Academic supervisors play an important role in supporting trainees to navigate the “space between” and develop effective research partnerships with knowledge users. Our findings reinforce previous research on leveraging pre-existing research relationships to support IKT [18, 128] and highlight the value of research programme partnerships to facilitate trainee IKT research. Research programme partnerships and longer-term relationships, as opposed to one-off project partnerships, offer time and space for clear articulation of expectations, which allows for effective collaboration and mutual gain [129]. If research programme partnerships exist, it is easier for trainees to align their project within their supervisors’ larger research programme, which includes clearly developed practice linkages and existing research partnership supports [128]. Further, research programme partnerships ensure continuity of relationships between academia and the health system; when a trainee finishes their training and moves on to their next career stage, the supervisor can maintain the research partnership with the knowledge user. There may also be instances where trainees bring their own knowledge user partnerships into their academic training. For example, several papers described an existing role that trainees had within a community or organization, in which they used their partnerships to build a research study [76, 88]. In this scenario, supervisors should respect this pre-existing relationship and offer support on the academic research process to further develop the existing relationship into an effective research partnership.

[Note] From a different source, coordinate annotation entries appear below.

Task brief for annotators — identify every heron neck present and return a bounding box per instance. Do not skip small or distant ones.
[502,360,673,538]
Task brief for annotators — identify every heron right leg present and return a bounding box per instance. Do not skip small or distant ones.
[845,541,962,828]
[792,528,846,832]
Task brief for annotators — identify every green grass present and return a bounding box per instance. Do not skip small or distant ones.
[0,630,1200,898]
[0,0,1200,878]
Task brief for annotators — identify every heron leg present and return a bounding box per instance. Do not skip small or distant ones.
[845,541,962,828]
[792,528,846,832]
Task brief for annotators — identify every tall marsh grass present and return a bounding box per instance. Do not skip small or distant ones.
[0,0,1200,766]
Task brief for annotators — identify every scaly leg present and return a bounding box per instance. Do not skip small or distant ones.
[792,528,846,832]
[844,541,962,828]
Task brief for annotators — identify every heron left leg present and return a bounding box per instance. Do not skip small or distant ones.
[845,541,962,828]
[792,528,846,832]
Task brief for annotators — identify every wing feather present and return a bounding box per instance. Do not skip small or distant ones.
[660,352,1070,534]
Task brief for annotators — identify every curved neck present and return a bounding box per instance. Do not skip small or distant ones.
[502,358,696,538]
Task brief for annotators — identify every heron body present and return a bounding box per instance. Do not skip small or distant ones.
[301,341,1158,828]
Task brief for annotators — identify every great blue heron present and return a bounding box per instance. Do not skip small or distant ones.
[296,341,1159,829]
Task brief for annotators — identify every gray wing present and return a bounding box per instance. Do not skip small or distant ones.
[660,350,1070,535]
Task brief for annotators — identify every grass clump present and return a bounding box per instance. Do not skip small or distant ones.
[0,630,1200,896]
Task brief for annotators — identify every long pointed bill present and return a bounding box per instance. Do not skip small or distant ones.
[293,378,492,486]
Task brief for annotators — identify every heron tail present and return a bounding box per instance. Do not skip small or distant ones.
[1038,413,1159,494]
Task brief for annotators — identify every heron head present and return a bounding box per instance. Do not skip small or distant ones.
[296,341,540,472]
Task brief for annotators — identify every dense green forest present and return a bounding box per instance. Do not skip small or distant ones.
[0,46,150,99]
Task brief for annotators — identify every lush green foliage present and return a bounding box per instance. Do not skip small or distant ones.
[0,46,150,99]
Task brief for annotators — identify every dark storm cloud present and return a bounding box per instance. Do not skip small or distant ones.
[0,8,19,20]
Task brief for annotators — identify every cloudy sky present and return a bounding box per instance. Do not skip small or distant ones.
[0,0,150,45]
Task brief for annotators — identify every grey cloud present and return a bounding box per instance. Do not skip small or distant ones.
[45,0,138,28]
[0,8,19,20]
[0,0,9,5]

Our findings also highlight how interpersonal influences can help and/or hinder the research partnership. The interpersonal and group dynamic barriers and facilitators to research partnerships illustrate the inherent relationship focus of IKT. Previous reviews of IKT-related literature have highlighted similar relationship-focused barriers and enablers to partnership research [4, 5, 17, 130]. Power dynamics are often at the core of research partnerships [131]. Several included studies highlight the influence of power hierarchies on the trainee experience with IKT, including pressure from both the academic and health institution to meet certain deliverables and timelines. This is particularly relevant for trainees who are already challenged with power hierarchies within the academy and may be entering into additional power differentials with knowledge users. Establishing mutually respectful relationships requires trust-building and being trustworthy to promote power-sharing and co-create knowledge [130]. Humility is an emerging area of interest in the field of IKT for developing meaningful and trustworthy research partnerships [132]. Humility stresses the need for self-assessment of one’s intellectual strengths and limitations, but also an appreciation of the contributions of others [133, 134]. Key strategies for practicing humility include clarity of thinking, open-mindedness, a commitment to mutual learning and ensuring that researchers do not bring a view of themselves as superior to the research team [132]. It is important for trainees to practice humility during research partnerships by acknowledging their positionality and taking the time to learn about the context and culture of an organization or community [132, 135]. These efforts will support collaboration, mutual learning and responsiveness among researchers, communities and health organizations.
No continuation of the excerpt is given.